Daschner about Hand Hygiene and OPHARDT Hygiene
Prof. Daschner summarizes the success story of the Euro bottle.
Interview

Prof. Franz Daschner about the Euro bottle and the Euro dispenser

At the Institute for Infection Prevention and Hospital Epidemiology in Freiburg, Germany, we met a true hand hygiene pioneer: Prof. Franz Daschner. We talked to him about the introduction of the Euro bottle almost 50 years ago and its advantages for hospital hygiene today.

Markus Theißen (MT): Prof. Dr. Franz Daschner, in the 1970s you played a decisive role in developing the standardized Euro bottle format for soap and hand disinfectant dispensers in close collaboration with OPHARDT Hygiene. What were the reasons for the introduction of the Euro bottle and the Euro dispenser back then?

Prof. Franz Daschner (PFD): Quite simply: Before the Euro bottle existed, hospitals carried different dispensers from different manufacturers with different bottles. This was a total mess, especially when it came to maintaining and filling the disinfectant bottles—but also when it came to pricing, of course.
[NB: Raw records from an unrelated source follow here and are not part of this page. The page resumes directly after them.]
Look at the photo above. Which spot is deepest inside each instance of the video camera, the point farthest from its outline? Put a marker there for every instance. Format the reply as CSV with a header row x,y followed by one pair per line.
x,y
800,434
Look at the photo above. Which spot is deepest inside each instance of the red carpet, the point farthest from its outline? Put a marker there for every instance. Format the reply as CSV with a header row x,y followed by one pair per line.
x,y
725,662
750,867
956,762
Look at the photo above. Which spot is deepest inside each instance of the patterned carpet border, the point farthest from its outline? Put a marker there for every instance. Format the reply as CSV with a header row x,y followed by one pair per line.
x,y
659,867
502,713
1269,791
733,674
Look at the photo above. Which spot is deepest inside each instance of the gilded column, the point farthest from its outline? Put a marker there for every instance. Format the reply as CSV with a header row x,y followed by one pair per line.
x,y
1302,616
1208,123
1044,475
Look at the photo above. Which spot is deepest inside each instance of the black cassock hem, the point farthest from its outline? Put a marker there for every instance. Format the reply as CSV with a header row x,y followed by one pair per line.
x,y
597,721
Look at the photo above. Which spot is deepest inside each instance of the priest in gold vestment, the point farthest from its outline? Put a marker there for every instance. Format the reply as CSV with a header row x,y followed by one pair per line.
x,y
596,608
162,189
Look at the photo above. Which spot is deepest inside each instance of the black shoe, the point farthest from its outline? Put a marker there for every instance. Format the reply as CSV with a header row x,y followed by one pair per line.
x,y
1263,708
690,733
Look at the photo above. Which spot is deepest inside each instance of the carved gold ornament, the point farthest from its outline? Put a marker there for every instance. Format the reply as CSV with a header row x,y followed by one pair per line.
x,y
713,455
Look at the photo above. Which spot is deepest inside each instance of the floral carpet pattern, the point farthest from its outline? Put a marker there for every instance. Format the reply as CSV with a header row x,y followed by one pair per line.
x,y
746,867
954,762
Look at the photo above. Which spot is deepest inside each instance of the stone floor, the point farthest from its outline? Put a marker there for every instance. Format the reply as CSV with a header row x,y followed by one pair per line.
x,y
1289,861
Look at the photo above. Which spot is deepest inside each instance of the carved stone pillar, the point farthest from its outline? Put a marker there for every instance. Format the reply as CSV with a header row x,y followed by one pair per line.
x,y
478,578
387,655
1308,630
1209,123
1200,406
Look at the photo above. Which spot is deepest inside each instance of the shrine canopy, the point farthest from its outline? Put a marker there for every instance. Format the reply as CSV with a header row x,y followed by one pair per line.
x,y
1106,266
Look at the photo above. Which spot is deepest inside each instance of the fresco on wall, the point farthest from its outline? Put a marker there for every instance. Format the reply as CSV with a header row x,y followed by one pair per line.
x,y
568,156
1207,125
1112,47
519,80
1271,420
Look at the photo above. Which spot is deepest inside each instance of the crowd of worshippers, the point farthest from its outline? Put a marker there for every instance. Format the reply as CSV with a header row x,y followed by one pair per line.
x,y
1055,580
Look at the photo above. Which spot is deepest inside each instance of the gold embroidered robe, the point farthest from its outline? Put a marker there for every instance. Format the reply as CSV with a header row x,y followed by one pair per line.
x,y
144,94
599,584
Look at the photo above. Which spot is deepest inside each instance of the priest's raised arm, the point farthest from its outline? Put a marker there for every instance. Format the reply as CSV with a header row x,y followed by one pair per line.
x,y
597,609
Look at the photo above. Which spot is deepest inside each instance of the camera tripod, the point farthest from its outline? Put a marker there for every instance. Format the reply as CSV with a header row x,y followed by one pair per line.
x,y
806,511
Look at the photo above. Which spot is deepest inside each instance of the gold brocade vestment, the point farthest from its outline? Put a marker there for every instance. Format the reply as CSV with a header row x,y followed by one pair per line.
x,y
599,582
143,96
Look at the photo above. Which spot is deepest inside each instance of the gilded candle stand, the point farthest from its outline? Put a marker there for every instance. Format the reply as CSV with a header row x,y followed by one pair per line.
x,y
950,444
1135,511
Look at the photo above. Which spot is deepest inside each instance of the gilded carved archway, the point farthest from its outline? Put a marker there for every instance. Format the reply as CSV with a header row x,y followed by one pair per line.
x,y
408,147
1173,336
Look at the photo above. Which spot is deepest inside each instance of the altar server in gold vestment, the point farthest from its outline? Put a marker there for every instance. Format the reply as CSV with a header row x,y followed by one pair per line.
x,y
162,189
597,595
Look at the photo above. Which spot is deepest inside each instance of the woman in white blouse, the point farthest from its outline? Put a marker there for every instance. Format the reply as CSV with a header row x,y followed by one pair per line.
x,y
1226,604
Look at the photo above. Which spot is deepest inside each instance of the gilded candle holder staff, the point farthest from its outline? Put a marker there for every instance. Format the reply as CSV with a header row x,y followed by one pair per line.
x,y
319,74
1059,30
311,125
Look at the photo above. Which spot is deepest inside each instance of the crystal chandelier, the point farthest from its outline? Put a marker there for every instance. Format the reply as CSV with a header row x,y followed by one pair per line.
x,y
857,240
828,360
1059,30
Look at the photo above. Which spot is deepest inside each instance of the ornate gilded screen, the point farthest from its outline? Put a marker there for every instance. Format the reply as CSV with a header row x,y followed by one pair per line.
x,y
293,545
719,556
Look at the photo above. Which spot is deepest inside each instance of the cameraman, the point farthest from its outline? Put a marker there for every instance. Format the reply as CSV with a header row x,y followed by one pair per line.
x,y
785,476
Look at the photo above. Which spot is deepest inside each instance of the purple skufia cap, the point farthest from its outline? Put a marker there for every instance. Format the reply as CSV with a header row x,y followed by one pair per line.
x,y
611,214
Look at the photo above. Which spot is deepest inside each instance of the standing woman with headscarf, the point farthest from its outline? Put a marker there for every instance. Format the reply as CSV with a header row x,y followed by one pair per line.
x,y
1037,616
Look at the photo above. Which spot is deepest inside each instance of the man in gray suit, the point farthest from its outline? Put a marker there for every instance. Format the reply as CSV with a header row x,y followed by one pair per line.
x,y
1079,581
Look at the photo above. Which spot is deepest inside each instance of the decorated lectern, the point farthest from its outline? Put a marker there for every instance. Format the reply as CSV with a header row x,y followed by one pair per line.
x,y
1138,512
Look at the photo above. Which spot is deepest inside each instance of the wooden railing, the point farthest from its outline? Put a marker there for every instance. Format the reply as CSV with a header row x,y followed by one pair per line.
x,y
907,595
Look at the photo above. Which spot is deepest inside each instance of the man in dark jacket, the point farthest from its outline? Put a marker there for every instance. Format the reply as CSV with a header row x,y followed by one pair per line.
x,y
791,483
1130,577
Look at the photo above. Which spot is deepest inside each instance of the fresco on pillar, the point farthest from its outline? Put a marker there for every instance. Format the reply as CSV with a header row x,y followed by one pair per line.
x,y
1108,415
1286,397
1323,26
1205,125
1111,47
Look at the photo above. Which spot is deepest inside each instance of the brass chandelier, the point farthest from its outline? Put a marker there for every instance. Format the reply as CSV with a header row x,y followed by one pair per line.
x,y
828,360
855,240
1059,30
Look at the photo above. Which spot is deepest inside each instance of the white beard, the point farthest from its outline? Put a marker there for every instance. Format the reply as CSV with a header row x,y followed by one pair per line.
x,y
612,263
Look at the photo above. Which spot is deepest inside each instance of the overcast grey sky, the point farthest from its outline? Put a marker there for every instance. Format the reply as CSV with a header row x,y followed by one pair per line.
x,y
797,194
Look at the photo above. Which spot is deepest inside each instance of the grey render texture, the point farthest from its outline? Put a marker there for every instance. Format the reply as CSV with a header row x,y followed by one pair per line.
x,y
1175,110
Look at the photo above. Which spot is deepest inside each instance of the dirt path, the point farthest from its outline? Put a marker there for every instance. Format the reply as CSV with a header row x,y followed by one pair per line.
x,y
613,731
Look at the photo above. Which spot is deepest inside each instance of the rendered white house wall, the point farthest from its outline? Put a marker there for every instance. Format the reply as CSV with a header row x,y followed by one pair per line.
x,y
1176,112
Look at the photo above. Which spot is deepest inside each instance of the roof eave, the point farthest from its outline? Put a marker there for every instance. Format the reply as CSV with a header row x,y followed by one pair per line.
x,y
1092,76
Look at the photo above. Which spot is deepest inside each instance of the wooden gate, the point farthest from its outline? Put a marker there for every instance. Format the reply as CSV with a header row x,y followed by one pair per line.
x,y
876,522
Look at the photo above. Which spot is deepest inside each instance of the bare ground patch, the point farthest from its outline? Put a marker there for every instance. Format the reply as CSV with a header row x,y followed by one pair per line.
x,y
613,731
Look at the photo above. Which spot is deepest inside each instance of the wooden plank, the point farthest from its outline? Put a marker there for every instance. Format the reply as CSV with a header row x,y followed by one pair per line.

The chemical manufacturers could dictate the price of the hand disinfectant and soap as long as their dispenser system was used in the hospital.

MT: Why is the open euro-bottle format all the more important for clinics and hospitals today, in light of the current coronavirus pandemic?

OPHARDT Hygiene and ingo-man with Euro bottle
The most well-known example of a Euro dispenser is the ingo-man plus.

PFD: As a hygienist, I can’t imagine anything better—especially during the COVID-19 pandemic—than a standardized disinfectant dispenser that can hold the products of different manufacturers. At the moment you have to buy a lot of hand disinfectants and there was even a shortage of hand hygiene products at the beginning of the pandemic. It is all the more crucial that a dispenser format is available that is compatible with the bottles of all manufacturers.

MT: The KRINKO (Commission for Hospital Hygiene and Infection Prevention) guideline from 2016 clearly recommends the use of an open dispenser system. What do you say to medical institutions that still rely on manufacturers proprietary disinfectant dispensers?

PFD: Clinics or procurement departments that buy a hygiene dispenser that only fits a hand disinfectant from a specific company are behind the times. It goes without saying that, from an economic perspective alone, an open system such as the Euro dispenser is absolutely necessary.